The other demand involves a claim about the law. The protestors are demanding that the federal government relinquish control over the wildlife refuge and much of the land that the federal government owns in western states. Their argument is that this is land that is legally owned by the state governments.

But this is a claim without basis in the law. In terms of the Constitution, there is no doubt that the United States government can own land. In fact, Article IV, section 3 of the Constitution gives Congress the authority to control all property of the United States.  The United States government has owned and managed property since the first days of the nation.

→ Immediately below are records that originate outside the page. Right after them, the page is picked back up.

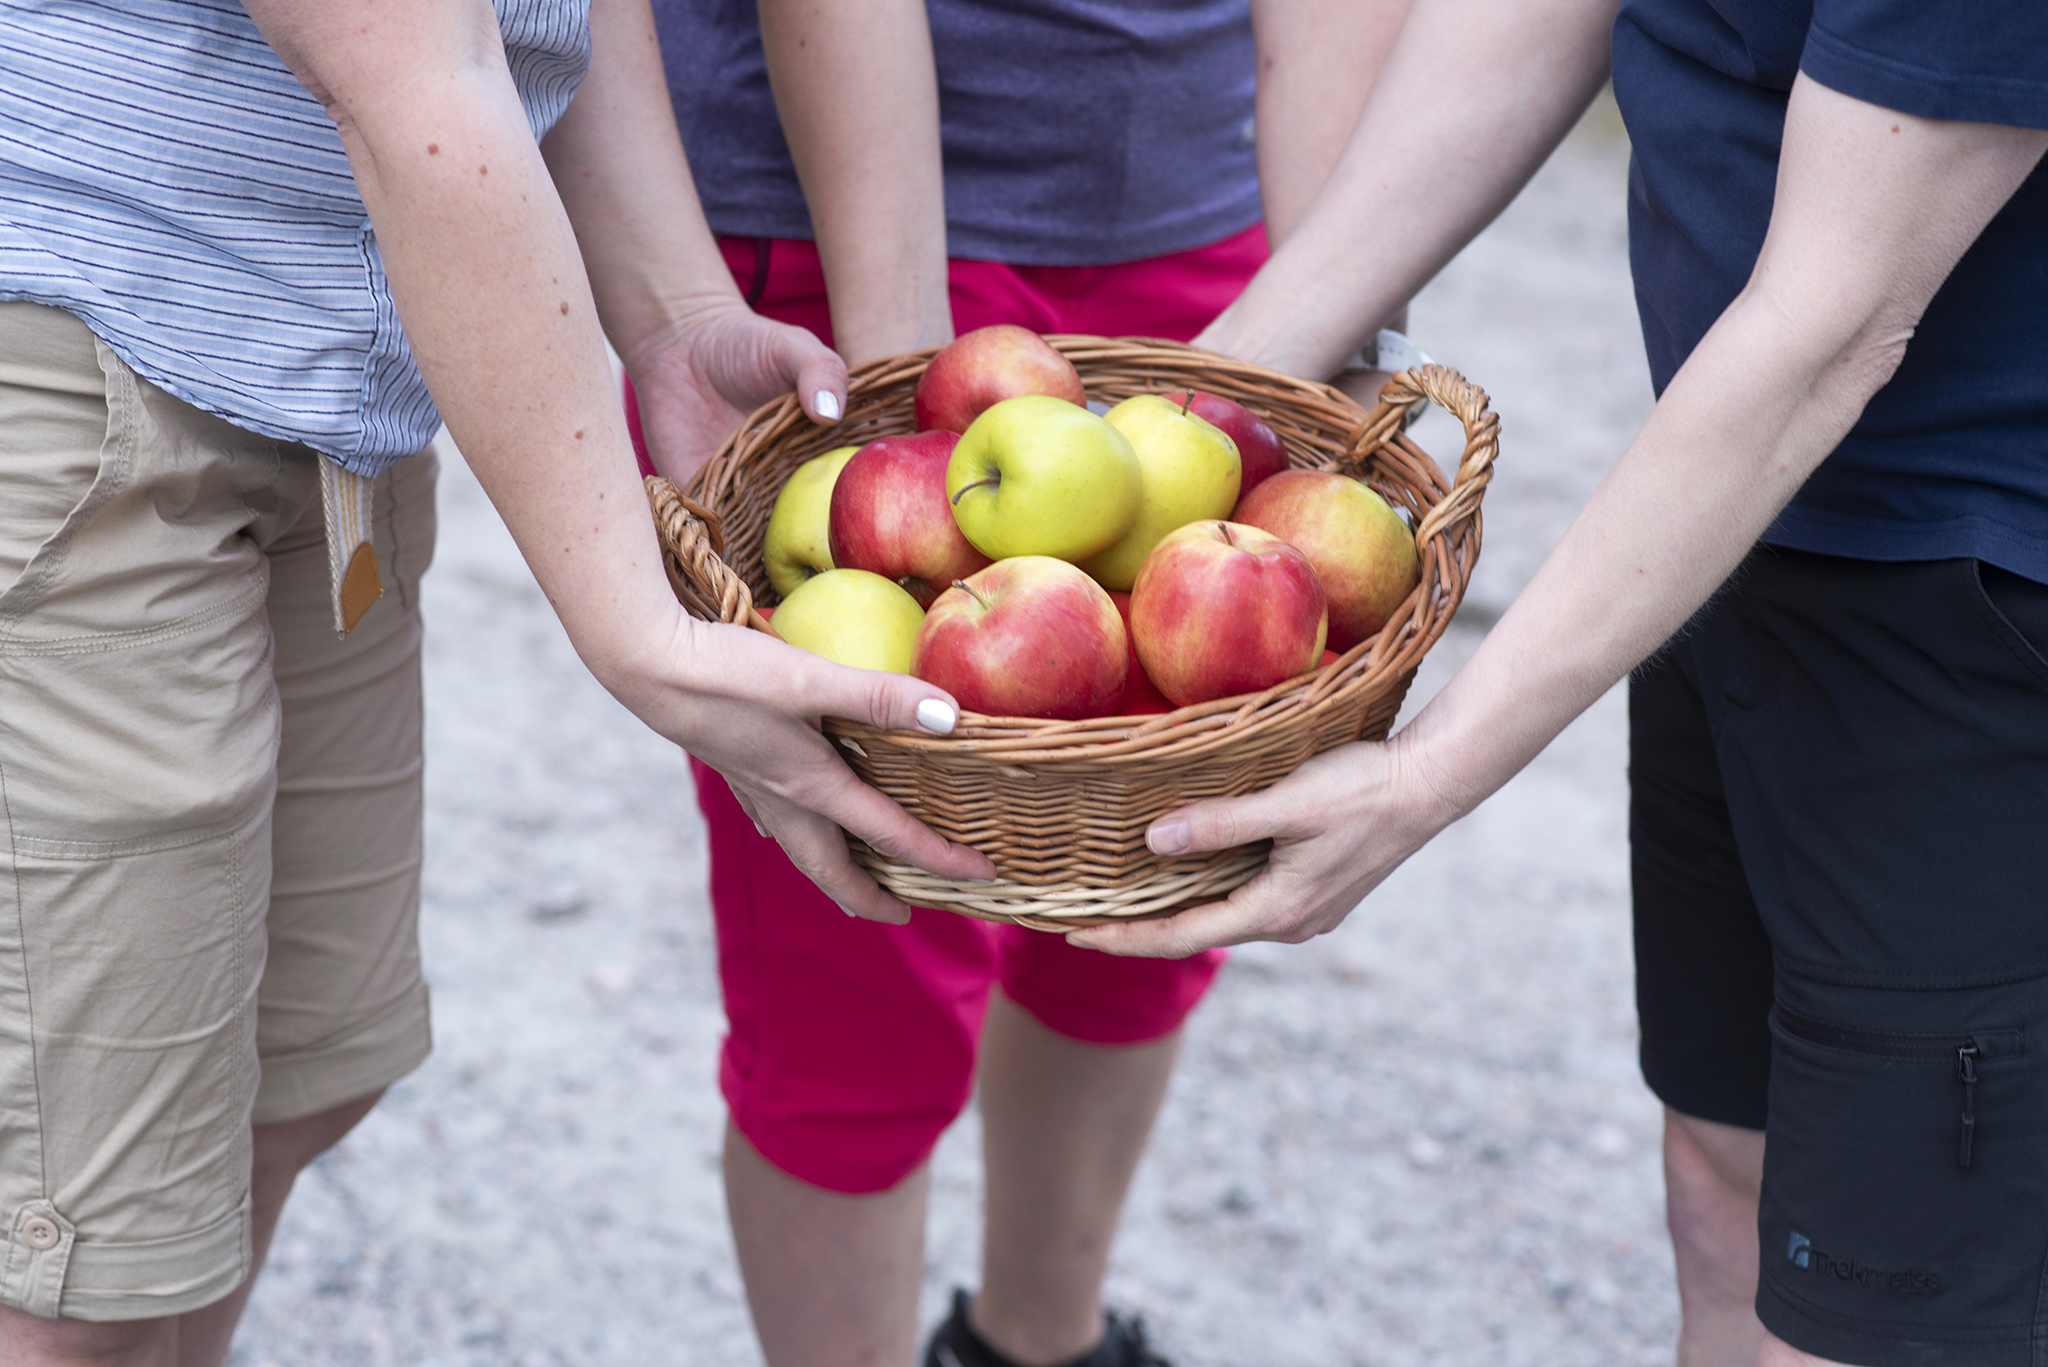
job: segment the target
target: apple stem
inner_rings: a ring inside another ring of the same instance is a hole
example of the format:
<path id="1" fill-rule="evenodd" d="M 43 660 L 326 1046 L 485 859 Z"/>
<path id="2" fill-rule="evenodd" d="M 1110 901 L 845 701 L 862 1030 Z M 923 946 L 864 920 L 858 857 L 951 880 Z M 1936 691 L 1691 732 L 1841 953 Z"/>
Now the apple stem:
<path id="1" fill-rule="evenodd" d="M 965 493 L 966 490 L 963 489 L 961 492 Z M 966 594 L 969 598 L 972 598 L 975 602 L 981 604 L 981 610 L 983 612 L 987 612 L 989 608 L 992 606 L 989 603 L 988 599 L 976 593 L 974 591 L 974 585 L 968 583 L 965 579 L 955 579 L 953 581 L 953 587 L 960 590 L 960 592 Z"/>
<path id="2" fill-rule="evenodd" d="M 1194 406 L 1194 402 L 1195 402 L 1195 391 L 1194 391 L 1194 390 L 1192 390 L 1192 389 L 1186 389 L 1186 390 L 1183 390 L 1183 391 L 1181 391 L 1181 400 L 1180 400 L 1180 415 L 1181 415 L 1181 416 L 1182 416 L 1183 418 L 1185 418 L 1185 417 L 1186 417 L 1186 416 L 1188 415 L 1188 409 L 1190 409 L 1190 408 L 1192 408 L 1192 407 Z"/>
<path id="3" fill-rule="evenodd" d="M 960 492 L 953 495 L 953 506 L 955 508 L 960 506 L 960 500 L 967 497 L 967 491 L 969 489 L 979 489 L 982 488 L 984 485 L 1001 484 L 1002 482 L 1002 473 L 998 471 L 997 473 L 990 475 L 987 479 L 977 479 L 972 484 L 963 484 L 960 486 Z"/>
<path id="4" fill-rule="evenodd" d="M 1229 546 L 1229 547 L 1231 547 L 1231 548 L 1233 548 L 1233 549 L 1235 549 L 1235 548 L 1236 548 L 1236 546 L 1237 546 L 1237 538 L 1236 538 L 1236 537 L 1234 537 L 1234 536 L 1232 536 L 1232 535 L 1230 534 L 1230 524 L 1229 524 L 1228 522 L 1219 522 L 1219 523 L 1217 523 L 1217 524 L 1216 524 L 1216 530 L 1217 530 L 1217 531 L 1219 531 L 1219 532 L 1221 532 L 1221 533 L 1223 533 L 1223 544 L 1224 544 L 1224 545 L 1226 545 L 1226 546 Z"/>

The argument made by the protestors focuses on the “enabling acts” that created most states in the west as part of their transition from being territories. As a condition for statehood, the new states had to cede control of land to the federal government. In the enabling acts, there is language that says that the land is the federal government’s “until the title thereto shall have been extinguished.”            

The argument has been made for decades that this entitles the states to reclaim land from the federal government. But courts have uniformly rejected this argument since it was first made in the 1930s. The decisions have held that the language in the enabling acts allows the federal government to relinquish land, it does not require that the federal government do so. Nothing in the enabling acts limits the duration of ownership by the federal government of this property.           

Although the law on this is clear and has been for decades, the protestors continue to argue that the federal government does not have valid legal ownership of the land and must give it back to the states.  It is similar to tax protestors who continue to argue that the federal income tax is unconstitutional, despite every court rightly rejecting this argument.           

The occupation of the Malheur National Wildlife Refuge thus will not be resolved by the protestors succeeding in their demands. But all hope that it will end peacefully with no one being hurt.